The book opens in 1870 (Earp being 22 at the time) in Lamar, Missouri. Earp loses his wife and newborn daughter to typhoid fever. He leaves Missouri for Arkansas and tries to drown his sorrows in whiskey, forgetting his father’s admonitions against drunkenness. He becomes involved with low-lifes, getting himself arrested for bilking a man of a horse; his father has to bail him out and he leaves Arkansas for Illinois. In Illinois he falls into lower company, becoming a common-law husband for a prostitute, Sarah (as well as being her pimp), and eventually leaving her; two years later we find him skinning buffalo near Ellsworth, Kansas with Bat Masterson. They’re both tired of the business, however, and Wyatt is thinking of becoming a teamster; selling his oxen and buying horses to carry freight instead of buffalo skins.
He’s also taken up an occasional liaison with “Mattie” Blaylock, a saloon girl of easy virtue (marrying a whore was somewhat frequent in those days and places; it was called “white-washing a soiled dove.”), though he remembers the troubles he had with Sarah. He becomes involved in a shooting dispute between a man he once helped, Ben Thompson, against heavy odds (four against one) and a deputy named Murco; Thompson’s brother drunkenly and accidentally shoots the sheriff, and Wyatt is deputized to arrest Ben after Ben helps his brother escape. Heart in mouth and hands raised, Wyatt faces a heavily-armed Thompson down and talks him into surrendering. Murco and a cattleman, “Shanghai” Pierce, plan to storm the jail, drag Thompson out and lynch him; Wyatt foils that plan and makes a lifelong enemy out of Pierce, who’s not playing with a full deck anyway, but who has much money and a lot of sycophants in Texas and Kansas anyway. From there, the Earp/Pierce situation escalates.

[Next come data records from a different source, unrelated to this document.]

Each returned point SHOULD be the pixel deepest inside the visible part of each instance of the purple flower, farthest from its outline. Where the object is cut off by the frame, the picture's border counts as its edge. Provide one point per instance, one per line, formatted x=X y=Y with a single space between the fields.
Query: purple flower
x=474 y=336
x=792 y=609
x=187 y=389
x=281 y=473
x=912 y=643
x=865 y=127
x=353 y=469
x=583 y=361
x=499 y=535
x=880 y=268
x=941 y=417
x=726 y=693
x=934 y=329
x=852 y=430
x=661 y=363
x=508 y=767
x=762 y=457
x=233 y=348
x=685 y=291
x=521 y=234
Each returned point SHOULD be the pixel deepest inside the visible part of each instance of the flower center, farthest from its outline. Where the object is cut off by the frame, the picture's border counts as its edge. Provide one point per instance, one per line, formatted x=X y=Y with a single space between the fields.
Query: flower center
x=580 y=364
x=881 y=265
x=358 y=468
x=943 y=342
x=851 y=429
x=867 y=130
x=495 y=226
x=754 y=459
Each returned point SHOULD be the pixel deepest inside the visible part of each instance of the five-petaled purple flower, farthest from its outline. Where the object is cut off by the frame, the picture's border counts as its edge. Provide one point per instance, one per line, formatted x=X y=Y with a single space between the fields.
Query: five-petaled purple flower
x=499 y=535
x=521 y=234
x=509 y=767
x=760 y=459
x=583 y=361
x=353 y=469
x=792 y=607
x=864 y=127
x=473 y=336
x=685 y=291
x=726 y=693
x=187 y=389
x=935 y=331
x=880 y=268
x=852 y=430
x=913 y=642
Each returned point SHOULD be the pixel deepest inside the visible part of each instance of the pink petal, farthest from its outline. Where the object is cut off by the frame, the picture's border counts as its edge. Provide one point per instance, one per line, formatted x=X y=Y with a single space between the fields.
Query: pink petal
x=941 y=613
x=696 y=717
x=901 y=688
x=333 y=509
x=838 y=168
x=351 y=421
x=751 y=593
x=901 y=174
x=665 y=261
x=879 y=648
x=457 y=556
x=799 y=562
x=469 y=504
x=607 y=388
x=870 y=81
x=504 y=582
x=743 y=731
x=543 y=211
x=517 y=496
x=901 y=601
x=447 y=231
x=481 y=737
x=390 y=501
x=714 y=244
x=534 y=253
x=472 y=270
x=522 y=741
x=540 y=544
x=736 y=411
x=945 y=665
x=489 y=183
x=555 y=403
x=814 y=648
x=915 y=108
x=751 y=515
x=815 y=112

You also meet a young man named Henry McCarty; Western readers will recognize the name immediately.
This book is written just as well as any Zane Grey or Louis L’Amour I’ve read; one gains a lot of sympathy for Earp who, as the reader will be able to tell, is just trying to make his way in a world that is often violent and unforgiving. Shirley uses fewer adjectives than Grey does; and he doesn’t wax lyrical as often as L’Amour used to; the book is not only competent, it’s exciting—one can’t wait to see what happens to Earp next—and from time to time it’s easy to think of this as a movie in waiting. (I’m kinda visual myself, and usually see a novel—even a biographical one—as a movie in my head.) If you like well-written Westerns, or just well-written novels, especially ones that give you a sense of the Old West, then this will be a book for you. Again, I got mine from Amazon.com as a Kindle book, but I think it’s available in paper as well. If I have anything at all negative to say about these books, it is that the covers are rather nondescript; I believe that a good cover can help attract readers and these don’t (again, my opinion alone) serve that function.
Has anyone else noticed the odd resemblance between John Shirley (left) and Wyatt Earp (right) in these pictures? And I don’t just mean the hats!